Income Tax Return: How to disclose your earnings from Mutual Fund investments in ITR

Mutual Fund (MF) is considered as a safer way to venture into equity markets compared to direct investments in stocks.  

This is because equity-oriented MF schemes provide a ready-made diversified portfolio managed by professional fund managers. 

Following are the tax rules on the incomes on MF investments and how to disclose such incomes:

1. Dividend - A salaried taxpayer may disclose dividend received in ITR-1 under the head Income from Other Sources.

2. Redemption - Depending on the period of holding before redemption, taxation rules are different for debt funds and equity funds.

3. Short-term Capital Gain - The holding period for short-term gains and taxation rules are different for debt and equity funds.

4. Debt Fund - Redemption made within 36 months from the date of purchase of units of debt-oriented MF schemes are considered as short-term capital gains. 

5. Equity Fund - Redemption made within 12 months from date of purchase of units of equity-oriented MF schemes are considered as short-term capital gains.

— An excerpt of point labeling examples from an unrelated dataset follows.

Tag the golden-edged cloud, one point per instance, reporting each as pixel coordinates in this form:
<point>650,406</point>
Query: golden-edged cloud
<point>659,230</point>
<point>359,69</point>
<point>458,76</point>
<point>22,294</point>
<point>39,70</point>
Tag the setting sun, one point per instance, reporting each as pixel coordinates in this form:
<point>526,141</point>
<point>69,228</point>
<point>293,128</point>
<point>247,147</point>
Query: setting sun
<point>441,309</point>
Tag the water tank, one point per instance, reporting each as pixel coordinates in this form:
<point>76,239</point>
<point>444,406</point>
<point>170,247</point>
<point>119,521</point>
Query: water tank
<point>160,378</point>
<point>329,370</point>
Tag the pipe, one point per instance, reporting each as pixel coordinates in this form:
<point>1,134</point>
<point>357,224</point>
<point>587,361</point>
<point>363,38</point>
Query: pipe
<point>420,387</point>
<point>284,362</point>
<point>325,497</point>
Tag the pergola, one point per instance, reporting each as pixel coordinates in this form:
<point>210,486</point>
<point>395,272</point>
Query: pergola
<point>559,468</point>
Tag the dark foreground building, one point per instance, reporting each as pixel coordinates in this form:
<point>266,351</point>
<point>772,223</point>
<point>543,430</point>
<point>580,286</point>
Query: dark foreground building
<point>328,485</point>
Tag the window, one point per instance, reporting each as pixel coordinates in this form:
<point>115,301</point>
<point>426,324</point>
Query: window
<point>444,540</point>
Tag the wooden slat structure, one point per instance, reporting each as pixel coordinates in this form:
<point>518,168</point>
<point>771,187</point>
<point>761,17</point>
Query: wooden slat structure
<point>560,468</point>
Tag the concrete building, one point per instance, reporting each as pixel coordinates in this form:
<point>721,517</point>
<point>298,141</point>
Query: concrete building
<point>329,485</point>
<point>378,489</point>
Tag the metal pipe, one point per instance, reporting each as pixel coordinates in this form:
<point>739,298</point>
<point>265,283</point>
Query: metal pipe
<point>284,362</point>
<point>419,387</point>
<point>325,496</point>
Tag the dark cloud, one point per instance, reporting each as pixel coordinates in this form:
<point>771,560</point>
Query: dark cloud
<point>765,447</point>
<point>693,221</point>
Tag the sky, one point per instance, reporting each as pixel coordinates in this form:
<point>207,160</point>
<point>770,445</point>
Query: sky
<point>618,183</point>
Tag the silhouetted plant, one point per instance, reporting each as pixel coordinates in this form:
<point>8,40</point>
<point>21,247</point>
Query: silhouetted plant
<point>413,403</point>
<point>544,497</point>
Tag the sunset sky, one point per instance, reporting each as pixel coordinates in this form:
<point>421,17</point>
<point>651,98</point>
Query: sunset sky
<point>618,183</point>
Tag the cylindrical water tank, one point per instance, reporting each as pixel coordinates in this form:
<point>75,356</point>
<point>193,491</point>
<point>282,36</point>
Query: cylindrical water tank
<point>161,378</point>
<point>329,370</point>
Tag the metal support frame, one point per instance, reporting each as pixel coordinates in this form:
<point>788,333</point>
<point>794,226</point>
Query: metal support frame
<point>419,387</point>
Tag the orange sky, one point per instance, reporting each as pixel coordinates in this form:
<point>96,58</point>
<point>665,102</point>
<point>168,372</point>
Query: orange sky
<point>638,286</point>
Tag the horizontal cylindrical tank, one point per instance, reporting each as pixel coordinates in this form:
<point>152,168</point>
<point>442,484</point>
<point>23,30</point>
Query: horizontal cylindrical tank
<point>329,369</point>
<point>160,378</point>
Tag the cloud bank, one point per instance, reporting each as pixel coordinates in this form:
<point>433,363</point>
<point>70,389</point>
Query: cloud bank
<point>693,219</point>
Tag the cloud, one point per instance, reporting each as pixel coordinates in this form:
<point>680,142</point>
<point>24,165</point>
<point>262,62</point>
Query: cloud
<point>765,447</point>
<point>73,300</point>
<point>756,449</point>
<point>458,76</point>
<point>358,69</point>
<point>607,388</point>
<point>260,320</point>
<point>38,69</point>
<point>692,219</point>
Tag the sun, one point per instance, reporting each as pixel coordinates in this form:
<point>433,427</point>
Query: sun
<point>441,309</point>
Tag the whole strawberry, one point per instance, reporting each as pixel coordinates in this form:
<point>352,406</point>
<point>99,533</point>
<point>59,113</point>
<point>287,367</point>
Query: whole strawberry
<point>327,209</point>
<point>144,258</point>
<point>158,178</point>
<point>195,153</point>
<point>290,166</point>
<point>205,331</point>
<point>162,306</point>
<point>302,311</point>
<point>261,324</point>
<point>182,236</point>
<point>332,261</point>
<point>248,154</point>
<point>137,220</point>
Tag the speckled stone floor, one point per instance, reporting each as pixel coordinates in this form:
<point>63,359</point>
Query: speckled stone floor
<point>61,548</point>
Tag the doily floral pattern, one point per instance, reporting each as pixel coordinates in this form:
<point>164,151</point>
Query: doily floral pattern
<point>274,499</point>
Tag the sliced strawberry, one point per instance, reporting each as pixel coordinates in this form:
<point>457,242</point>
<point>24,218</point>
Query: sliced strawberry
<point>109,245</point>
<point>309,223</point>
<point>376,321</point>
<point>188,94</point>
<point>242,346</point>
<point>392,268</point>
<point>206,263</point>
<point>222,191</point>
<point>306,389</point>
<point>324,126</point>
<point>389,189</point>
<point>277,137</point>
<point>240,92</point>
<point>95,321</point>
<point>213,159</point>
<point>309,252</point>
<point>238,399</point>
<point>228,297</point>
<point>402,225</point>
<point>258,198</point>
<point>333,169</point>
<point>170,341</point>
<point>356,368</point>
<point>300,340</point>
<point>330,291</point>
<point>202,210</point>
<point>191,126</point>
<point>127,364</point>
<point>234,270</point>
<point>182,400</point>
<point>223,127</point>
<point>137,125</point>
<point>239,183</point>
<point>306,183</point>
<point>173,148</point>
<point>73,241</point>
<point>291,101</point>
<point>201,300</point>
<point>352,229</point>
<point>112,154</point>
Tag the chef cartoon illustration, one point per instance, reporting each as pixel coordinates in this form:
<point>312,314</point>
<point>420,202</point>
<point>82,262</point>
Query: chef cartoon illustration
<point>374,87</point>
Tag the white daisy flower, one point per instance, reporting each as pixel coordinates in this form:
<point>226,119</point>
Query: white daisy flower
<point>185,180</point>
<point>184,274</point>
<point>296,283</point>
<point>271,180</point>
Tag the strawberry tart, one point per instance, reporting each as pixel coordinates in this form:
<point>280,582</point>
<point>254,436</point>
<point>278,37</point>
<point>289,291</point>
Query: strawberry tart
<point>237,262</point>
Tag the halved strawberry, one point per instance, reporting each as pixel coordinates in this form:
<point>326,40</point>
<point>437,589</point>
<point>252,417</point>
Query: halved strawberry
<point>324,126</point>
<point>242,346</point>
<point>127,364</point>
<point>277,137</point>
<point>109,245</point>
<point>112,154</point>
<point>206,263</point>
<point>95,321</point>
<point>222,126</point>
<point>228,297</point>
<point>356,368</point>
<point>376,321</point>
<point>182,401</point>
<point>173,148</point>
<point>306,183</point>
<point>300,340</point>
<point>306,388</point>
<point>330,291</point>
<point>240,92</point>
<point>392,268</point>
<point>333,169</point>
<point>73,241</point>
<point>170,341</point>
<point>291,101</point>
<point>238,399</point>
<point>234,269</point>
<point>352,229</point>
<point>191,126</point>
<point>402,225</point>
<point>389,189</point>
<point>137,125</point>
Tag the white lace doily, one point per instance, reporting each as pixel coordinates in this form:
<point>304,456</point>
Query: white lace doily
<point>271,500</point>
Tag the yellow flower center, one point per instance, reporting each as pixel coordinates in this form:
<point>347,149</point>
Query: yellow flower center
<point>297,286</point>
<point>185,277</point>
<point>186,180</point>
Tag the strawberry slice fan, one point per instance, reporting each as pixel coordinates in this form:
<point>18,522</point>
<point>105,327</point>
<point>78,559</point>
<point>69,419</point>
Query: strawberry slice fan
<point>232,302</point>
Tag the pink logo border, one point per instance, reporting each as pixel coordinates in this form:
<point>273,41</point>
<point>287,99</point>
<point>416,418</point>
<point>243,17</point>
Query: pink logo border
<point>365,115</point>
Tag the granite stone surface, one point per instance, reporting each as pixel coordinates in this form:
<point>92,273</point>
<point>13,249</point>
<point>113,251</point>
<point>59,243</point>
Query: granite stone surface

Such gains are taxed at a rate of 15 per cent.. 

6. Long-term Capital Gain - RLike short-term, the holding period and taxation rules for long-term gains are also different for debt and equity funds.

How to disclose in ITR

As there is no provision in ITR-1 to disclose capital gains, after redeeming MF units – be it debt fund or equity fund and short-term gain or long-term gain – a salaried taxpayer will not be able to ITR-1, but have to disclose the gain/loss in the Capital Gain pages in the ITR-2 Form.